The new crash safety test being implemented by the Insurance Institute for Highway Safety is creating some shock waves among automakers and their customers due to surprising test results that are challenging prior notions of the safety of various models.
Some models stand to have their reputations hurt more than marginally. Toyota's Camry is one notable example: Despite being one of the most popular cars in the United States and being regarded as a safe family vehicle, the model performed poorly in the new crash test.
In fact, no Toyota model ranked in the top group of vehicles in terms of motor vehicle crash safety, despite being a repeat winner in the past.

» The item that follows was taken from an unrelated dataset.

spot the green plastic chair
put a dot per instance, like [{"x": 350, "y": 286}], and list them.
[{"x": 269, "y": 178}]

Camry and the Prius V were at their worst in the small-overlap frontal crash test administered by the IIHS.
Another surprising trend was that lower-cost vehicles had a tendency to perform better in small-overlap tests than more expensive vehicles. Even the president of the IIHS was shocked to see midsize family cars receive better collision ratings than midsize luxury cars.
The small overlap test in particular proved illuminating as a different approach to analyzing vehicle safety in a variety of accident scenarios.
The results mean that safety changes could soon be rolled out on car assembly lines in Ohio and elsewhere. The IIHS has plenty of industry clout and power, and automakers will likely be eager to redesign safety features to better protect passengers in a car accident -- and thus achieve a better rating in safety tests.